Overview

Introduction to Presto

Presto is a distributed system that runs on a cluster of machines. It enables analytics on large amounts of data. With Presto, access and query data in place on many data different data sources using ANSI SQL (see image below).

Presto System Overview

A full deployment includes a coordinator and multiple workers. Queries are submitted from a client such as the Presto CLI to the coordinator. The coordinator parses, analyzes and plans the query execution, then distributes the processing to the workers.

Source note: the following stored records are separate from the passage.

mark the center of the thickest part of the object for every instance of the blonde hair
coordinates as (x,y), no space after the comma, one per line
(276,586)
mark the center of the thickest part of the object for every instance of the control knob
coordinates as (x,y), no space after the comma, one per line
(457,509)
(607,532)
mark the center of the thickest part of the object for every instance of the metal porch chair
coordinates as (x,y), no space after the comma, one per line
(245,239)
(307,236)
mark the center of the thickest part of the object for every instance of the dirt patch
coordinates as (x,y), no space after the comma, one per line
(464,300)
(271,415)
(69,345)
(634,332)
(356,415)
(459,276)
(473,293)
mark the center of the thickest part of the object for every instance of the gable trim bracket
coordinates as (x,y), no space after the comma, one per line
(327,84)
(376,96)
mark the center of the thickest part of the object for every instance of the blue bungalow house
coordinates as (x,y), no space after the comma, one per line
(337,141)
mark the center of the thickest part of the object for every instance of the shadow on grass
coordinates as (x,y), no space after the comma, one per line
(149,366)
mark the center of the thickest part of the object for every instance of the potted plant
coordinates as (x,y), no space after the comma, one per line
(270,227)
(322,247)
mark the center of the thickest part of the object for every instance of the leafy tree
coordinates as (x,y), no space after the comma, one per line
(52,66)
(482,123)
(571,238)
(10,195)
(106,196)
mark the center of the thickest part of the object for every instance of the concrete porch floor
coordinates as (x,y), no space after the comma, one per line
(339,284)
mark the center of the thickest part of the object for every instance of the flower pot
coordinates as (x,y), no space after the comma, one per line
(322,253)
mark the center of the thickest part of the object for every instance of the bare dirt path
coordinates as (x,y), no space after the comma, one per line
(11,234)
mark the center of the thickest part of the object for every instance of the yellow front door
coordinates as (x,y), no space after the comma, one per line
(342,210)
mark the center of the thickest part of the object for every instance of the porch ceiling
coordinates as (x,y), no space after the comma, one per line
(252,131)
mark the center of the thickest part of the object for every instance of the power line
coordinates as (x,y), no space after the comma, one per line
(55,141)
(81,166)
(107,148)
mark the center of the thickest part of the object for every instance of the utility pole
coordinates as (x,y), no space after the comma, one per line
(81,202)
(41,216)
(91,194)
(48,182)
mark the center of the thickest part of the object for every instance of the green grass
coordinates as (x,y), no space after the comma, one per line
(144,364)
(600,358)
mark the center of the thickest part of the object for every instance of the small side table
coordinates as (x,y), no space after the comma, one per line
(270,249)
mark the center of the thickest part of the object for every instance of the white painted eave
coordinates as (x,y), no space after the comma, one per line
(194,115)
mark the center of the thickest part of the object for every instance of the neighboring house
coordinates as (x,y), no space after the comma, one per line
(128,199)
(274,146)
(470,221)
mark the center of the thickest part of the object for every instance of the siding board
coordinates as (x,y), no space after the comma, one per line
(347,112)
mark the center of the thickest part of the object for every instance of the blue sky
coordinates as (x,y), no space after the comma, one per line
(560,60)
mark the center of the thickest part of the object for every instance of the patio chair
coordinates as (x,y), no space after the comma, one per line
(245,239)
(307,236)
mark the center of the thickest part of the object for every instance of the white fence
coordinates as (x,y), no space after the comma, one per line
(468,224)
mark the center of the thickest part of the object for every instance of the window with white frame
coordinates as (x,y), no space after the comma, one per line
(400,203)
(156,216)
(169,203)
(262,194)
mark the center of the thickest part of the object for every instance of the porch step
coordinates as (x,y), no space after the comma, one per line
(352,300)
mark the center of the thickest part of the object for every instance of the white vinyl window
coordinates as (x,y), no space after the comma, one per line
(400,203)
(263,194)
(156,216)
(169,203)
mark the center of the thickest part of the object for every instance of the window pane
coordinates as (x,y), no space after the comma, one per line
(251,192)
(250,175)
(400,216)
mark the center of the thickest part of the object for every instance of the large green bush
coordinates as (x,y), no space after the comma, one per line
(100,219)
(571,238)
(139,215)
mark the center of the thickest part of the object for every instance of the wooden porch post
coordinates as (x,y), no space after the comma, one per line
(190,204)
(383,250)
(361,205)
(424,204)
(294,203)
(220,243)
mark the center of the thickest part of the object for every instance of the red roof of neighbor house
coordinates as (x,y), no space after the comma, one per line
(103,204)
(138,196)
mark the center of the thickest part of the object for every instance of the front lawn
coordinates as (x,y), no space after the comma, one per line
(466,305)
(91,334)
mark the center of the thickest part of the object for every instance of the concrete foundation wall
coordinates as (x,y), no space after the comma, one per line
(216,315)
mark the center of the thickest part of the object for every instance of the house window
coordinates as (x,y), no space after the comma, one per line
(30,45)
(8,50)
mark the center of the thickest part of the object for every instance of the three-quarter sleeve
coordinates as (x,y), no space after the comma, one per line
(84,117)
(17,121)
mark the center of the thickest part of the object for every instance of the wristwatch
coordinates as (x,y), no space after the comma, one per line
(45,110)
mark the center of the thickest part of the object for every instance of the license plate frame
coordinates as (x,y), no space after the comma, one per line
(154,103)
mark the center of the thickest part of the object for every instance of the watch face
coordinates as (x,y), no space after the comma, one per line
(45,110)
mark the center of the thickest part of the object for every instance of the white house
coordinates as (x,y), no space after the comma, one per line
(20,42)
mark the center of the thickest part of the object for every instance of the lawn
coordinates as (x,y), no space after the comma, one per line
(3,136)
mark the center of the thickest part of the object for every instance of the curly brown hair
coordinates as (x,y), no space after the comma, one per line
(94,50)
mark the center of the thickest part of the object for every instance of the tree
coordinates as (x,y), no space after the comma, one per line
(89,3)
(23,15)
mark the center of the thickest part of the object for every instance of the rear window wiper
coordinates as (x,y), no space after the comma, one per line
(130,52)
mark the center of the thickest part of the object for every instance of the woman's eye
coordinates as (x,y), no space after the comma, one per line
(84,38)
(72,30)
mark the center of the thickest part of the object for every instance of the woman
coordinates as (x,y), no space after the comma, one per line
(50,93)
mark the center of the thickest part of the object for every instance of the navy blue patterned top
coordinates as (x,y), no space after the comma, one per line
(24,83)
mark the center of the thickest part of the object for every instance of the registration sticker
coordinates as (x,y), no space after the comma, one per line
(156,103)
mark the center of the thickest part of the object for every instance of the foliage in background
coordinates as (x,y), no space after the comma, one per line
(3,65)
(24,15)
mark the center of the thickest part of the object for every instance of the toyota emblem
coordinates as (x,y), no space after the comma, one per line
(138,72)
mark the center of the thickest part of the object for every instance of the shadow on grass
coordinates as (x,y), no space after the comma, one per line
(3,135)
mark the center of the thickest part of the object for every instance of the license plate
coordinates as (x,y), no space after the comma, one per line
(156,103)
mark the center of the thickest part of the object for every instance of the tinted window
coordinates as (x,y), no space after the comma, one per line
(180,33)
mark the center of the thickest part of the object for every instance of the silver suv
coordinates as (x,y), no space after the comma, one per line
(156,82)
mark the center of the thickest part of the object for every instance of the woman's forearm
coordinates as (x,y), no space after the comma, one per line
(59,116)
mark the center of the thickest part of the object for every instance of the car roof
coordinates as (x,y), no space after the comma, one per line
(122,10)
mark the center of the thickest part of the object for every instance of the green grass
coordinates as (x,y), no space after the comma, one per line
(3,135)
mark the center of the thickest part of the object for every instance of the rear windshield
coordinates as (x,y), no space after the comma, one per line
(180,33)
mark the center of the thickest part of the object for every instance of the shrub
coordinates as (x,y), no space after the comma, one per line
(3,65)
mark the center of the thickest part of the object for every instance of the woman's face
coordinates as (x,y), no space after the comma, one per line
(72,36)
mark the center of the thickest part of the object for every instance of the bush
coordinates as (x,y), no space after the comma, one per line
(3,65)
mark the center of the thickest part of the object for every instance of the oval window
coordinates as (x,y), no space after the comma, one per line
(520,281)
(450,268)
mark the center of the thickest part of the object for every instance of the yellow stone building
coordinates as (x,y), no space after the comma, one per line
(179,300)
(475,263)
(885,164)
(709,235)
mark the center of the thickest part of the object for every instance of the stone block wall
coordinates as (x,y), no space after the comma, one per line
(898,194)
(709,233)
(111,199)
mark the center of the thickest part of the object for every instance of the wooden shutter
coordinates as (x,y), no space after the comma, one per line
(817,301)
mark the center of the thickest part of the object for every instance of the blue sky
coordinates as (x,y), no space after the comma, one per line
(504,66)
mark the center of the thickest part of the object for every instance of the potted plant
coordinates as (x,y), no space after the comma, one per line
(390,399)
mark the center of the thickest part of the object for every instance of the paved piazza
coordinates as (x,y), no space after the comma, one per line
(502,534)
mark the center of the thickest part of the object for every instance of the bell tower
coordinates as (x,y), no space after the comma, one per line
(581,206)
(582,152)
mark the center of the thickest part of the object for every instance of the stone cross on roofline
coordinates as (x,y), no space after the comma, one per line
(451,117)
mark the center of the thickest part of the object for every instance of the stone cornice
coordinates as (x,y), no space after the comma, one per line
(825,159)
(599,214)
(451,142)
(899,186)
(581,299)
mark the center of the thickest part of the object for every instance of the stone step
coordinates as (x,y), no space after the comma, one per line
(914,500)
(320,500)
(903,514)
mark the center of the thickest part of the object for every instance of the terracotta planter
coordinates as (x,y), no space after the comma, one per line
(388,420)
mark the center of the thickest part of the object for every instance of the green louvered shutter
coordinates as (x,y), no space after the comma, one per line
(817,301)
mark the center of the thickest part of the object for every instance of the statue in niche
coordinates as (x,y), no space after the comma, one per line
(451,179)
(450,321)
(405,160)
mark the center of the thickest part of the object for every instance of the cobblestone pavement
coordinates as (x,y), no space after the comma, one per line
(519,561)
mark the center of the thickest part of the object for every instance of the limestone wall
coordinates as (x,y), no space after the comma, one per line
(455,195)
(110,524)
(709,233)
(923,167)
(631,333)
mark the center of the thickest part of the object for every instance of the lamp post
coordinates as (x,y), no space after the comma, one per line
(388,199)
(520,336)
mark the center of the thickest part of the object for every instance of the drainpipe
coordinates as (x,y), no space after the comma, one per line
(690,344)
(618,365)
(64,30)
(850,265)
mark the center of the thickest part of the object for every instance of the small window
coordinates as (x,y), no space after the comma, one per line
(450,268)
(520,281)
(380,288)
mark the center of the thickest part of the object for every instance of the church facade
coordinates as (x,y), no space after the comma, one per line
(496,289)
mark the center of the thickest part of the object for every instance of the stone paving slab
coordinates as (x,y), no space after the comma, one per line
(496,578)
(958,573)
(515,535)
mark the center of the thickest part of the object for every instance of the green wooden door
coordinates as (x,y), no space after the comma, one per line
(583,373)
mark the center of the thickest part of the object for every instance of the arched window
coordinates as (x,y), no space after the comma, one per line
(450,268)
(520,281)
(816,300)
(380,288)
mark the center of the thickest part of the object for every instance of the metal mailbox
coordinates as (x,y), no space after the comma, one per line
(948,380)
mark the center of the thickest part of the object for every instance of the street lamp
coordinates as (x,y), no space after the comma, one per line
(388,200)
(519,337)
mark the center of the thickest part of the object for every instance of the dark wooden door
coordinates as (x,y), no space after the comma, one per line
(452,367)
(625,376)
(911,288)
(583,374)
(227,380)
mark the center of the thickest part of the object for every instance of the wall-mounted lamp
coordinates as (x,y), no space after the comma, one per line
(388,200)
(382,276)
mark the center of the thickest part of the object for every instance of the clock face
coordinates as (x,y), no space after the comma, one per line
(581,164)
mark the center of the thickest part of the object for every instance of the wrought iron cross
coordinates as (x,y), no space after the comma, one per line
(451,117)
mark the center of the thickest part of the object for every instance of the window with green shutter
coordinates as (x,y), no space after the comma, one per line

Presto Installation Overview

Presto supports pluggable connectors that provide data for queries. The requirements vary by connector. Connector examples include: Hive for HDFS or Object Stores (S3), MySQL, ElasticSearch, Cassandra, Kafka and more. In addition for benchmarking you can use the TPC-H or TPC-DS connectors. For a list of supported connectors see the docs.

Use Cases

Interactive analytics
Quickly analyze data and execute queries in seconds or minutes using visualizations, dashboards, notebooks, and BI tools.

Batch ETL
Populate and process data in the warehouse for better throughput and efficiency.

A/B testing
Choose which data to slice and dice and evaluate product changes via hypothesis testing, with results in hours (not days).

App Analytics
Build external-facing custom reporting tools with low latency and hundreds of highly available concurrent queries.

Deployment

See Deploying Presto for complete deployment instructions.

Running Queries

You can run queries using the Command Line Interface after deploying Presto.